[fix](kt-kernel): eliminate clock_gettime hot-path spin in worker_pool#2022
[fix](kt-kernel): eliminate clock_gettime hot-path spin in worker_pool#2022hermannklie wants to merge 2 commits into
Conversation
In `InNumaPool::worker_thread`, the WAITING branch called
`std::chrono::high_resolution_clock::now()` every spin iteration before
falling through to `cv.wait` at the 50 ms timeout. On a 96-thread
MoE-inference workload (Qwen3-30B-A3B Q8_0, LLAMAFILE backend), this
caused `__vdso_clock_gettime` to dominate the CPU profile at 78.22 %
while the actual MoE compute kernel held only 12.77 %.
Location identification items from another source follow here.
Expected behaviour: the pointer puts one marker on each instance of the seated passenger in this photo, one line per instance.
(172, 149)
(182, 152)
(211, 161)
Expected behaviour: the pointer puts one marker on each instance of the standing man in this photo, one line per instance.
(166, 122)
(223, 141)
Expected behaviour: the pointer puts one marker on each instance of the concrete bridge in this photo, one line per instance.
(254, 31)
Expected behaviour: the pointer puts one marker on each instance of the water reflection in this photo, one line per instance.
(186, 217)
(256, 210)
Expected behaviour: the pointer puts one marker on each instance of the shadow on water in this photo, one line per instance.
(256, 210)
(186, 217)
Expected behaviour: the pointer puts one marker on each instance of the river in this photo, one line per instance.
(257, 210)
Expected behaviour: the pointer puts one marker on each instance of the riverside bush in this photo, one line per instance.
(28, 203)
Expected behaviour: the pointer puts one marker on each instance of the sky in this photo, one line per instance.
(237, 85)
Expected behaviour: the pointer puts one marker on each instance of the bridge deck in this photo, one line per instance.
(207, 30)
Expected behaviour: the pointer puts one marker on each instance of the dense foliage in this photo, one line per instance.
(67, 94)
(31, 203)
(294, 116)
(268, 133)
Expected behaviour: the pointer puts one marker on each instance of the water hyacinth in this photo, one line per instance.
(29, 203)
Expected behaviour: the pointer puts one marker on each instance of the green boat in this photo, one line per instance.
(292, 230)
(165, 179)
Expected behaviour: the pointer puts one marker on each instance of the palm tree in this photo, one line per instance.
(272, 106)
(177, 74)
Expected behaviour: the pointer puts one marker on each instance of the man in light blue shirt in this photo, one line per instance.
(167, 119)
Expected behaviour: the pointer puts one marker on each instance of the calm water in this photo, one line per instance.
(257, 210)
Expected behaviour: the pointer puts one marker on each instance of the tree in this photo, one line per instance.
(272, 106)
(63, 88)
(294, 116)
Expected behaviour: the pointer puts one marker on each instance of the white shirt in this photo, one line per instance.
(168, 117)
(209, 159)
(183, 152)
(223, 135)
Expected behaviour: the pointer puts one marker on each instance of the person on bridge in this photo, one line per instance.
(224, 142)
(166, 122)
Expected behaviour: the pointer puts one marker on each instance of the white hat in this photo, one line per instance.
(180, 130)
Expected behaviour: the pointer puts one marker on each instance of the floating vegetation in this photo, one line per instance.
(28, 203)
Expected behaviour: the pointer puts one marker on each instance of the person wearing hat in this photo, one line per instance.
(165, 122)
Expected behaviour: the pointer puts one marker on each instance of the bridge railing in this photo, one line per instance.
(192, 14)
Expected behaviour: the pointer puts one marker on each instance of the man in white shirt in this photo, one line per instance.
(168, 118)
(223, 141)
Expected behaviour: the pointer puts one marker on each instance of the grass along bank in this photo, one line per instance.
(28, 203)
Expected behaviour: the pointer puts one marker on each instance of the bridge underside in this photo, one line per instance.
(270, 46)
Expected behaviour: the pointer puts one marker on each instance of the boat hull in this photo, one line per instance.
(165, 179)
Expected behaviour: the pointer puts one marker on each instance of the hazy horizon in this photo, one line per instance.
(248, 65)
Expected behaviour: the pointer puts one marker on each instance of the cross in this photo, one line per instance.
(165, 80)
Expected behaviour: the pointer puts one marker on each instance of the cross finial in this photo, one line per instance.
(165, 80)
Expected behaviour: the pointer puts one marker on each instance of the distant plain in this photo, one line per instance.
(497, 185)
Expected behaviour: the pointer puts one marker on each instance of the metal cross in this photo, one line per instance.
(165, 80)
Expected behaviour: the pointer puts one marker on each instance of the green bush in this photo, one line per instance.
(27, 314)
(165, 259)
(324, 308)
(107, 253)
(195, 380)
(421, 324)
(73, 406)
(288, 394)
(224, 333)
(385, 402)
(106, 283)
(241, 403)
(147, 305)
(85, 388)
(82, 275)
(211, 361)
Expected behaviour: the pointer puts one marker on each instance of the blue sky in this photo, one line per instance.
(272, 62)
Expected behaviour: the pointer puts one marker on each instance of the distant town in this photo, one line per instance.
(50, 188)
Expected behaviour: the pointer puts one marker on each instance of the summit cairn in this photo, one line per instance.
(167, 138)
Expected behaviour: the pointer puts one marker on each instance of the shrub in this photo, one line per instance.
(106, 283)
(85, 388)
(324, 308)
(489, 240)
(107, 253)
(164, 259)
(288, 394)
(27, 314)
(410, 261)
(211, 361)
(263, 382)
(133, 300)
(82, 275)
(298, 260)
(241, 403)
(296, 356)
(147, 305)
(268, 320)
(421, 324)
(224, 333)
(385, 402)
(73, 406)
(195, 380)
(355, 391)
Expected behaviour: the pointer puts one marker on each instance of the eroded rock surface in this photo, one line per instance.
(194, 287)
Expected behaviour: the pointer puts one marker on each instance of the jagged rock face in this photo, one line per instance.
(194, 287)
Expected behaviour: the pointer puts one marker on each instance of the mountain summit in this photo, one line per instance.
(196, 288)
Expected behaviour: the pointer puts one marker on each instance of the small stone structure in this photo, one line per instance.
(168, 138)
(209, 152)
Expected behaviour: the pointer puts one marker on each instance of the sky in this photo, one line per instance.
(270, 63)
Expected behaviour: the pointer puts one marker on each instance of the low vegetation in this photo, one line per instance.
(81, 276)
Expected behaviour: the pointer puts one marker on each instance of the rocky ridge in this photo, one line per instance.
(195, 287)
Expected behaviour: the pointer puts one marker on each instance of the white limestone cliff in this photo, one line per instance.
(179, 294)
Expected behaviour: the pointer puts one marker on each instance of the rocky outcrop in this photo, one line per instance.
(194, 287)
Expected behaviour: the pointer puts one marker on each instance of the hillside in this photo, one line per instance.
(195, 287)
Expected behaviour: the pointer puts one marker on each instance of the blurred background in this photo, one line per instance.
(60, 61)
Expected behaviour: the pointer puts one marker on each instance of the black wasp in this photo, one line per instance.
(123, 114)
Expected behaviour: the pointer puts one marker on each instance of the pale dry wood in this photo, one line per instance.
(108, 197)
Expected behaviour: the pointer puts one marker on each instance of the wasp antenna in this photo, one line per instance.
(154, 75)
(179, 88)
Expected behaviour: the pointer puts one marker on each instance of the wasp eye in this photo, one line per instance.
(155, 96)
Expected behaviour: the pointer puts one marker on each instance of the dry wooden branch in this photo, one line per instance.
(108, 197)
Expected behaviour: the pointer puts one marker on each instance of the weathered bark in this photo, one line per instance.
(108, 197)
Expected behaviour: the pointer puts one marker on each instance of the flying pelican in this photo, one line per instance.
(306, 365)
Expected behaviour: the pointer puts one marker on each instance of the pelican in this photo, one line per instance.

Apply two minimal changes that keep the 50 ms wake-up budget intact:
A) Insert `_mm_pause()` once per spin iteration — SSE2 hardware
hint that frees HT-partner pipeline resources and reduces
power draw, with no syscall.
C) Read the clock only every 100th iteration via a `thread_local`
counter, reducing VDSO calls by ~99 % without changing the
50 ms timeout semantics.
Verified on AMD EPYC 9654 (96C/192T, AVX-512+BF16), Linux 6.12,
kt-kernel @ upstream/main (last touch of this file: bdf4bb7,
"Fix worker pool idle CPU usage").
Measured impact (same model, same sampler config, same hardware):
| Metric | Before | After |
| ------------------------------------- | ------- | ------- |
| [vdso] clock_gettime CPU share | 78.22 % | 1.37 % |
| _kt_kernel_ext_avx512_bf16 CPU share | 12.77 % | 93.24 % |
| Decode tok/s (Q4/Q5/Q6 mean) | ~19 | ~20.5 |
The fix is backend-agnostic — `InNumaPool::worker_thread` is the only
worker-thread implementation in kt-kernel and is driven by every MoE
backend family (LLAMAFILE, AMX, AVX2/AVX-VNNI, generic).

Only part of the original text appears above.